No menos profético fue con la autocrítica frente a la misma iglesia cuando ésta se orientó hacia “unos intereses económicos a los cuales lamentablemente sirvió, pero que fue pecado de la Iglesia, engañando y no diciendo la verdad, cuando habría que decirla”. Cuando prostituyó la religión: “La misa se somete a la idolatría del dinero y del poder cuando se usa para cohonestar situaciones pecaminosas... Y lo que menos importa es la misa, y lo que más importa es salir en los periódicos, hacer prevalecer una convivencia meramente política”. Y elevando a tesis sus denuncias a la Iglesia, dijo lapidariamente: “El cristiano que no quiera vivir este compromiso con el pobre no es digno de llamarse cristiano”.

Detrás de sus palabras está su fe, su coherencia de vida, su amor a los pobres. De ellos decía: “El pueblo es mi profeta”. “Con este pueblo no cuesta ser buen pastor”. “Fíjense que el conflicto no es entre la Iglesia y el gobierno. Es entre gobierno y pueblo. La Iglesia está con el pueblo y el pueblo está con la Iglesia. ¡Gracias a Dios!”. “Yo tengo que escuchar qué dice el Espíritu por medio de su pueblo y, entonces, sí, recibir del pueblo y analizarlo, y -junto al pueblo- hacerlo construcción de la Iglesia”. “Que mi muerte sea por la liberación de mi pueblo”. “Mi vida no me pertenece a mí, sino a ustedes”.
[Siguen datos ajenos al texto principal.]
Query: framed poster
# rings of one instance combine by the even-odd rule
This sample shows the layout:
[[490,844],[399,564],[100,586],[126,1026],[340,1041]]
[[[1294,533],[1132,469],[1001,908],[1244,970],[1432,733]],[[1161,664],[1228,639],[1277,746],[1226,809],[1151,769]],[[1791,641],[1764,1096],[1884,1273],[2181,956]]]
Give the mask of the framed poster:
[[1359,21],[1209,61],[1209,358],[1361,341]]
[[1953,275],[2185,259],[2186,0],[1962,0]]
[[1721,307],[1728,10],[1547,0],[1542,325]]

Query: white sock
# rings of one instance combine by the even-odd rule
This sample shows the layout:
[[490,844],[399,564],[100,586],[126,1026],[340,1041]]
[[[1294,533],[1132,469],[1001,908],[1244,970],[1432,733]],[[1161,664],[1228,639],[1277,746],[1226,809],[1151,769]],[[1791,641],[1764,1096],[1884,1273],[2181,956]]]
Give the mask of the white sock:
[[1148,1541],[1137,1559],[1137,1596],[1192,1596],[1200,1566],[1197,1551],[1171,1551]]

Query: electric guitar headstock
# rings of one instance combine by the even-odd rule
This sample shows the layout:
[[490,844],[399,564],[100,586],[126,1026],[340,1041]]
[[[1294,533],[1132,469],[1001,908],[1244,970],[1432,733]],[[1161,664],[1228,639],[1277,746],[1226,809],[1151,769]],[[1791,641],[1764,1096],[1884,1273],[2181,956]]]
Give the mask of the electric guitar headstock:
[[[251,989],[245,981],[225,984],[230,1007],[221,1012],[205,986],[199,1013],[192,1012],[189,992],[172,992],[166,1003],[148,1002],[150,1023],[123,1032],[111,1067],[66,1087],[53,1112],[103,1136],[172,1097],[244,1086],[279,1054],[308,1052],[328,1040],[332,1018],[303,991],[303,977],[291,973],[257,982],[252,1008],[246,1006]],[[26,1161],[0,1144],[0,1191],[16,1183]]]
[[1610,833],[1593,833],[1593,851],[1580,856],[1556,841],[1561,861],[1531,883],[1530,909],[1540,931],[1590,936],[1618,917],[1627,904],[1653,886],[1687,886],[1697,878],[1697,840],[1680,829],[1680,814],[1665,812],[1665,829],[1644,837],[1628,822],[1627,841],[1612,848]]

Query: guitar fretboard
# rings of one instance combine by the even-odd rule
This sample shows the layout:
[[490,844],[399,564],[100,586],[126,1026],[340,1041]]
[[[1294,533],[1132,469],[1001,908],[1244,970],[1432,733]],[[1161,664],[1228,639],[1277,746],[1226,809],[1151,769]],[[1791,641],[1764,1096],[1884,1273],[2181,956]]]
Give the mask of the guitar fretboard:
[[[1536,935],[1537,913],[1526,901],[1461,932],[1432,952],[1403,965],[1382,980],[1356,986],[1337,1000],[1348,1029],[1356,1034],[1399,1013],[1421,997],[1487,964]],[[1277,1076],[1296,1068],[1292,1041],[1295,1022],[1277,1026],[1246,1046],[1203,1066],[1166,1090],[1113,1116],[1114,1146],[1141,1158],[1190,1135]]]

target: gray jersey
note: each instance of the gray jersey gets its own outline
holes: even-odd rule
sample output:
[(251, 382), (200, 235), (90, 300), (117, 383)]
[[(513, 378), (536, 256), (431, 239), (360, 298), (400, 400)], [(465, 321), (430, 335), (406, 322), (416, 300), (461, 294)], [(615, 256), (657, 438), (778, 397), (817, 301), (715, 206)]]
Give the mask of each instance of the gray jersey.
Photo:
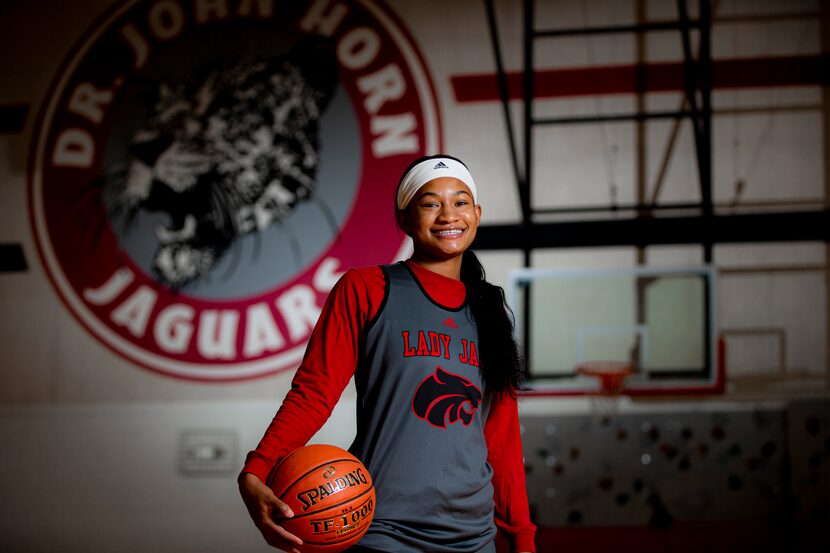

No es de extrañar que esta voz profética fuera silenciada el 24 de marzo de 1980. Pero lo que sí es de extrañar es que no haya una vivencia cristiana más profética en esta realidad latinoamericana donde tantos y profundos problemas nos afectan, especialmente, a los más pobres. Con el reconocimiento oficial de su martirio, la llamada a vivir el compromiso cristiano desde las periferias, desde los más pobres, es inaplazable. Este es un camino querido por Jesús, vivido ya “de hecho” por muchos otros mártires latinoamericanos y, especialmente, por los más pobres que supieron reconocer en Monseñor Romero a un verdadero santo desde el día de su muerte. El sí oficial de la Iglesia a su martirio, solo confirma lo que ya el pueblo había definido. ¡Qué San Romero Mártir, avive nuestra fe, aliente nuestro camino y nos haga profetas del reino en el aquí y ahora de nuestra existencia!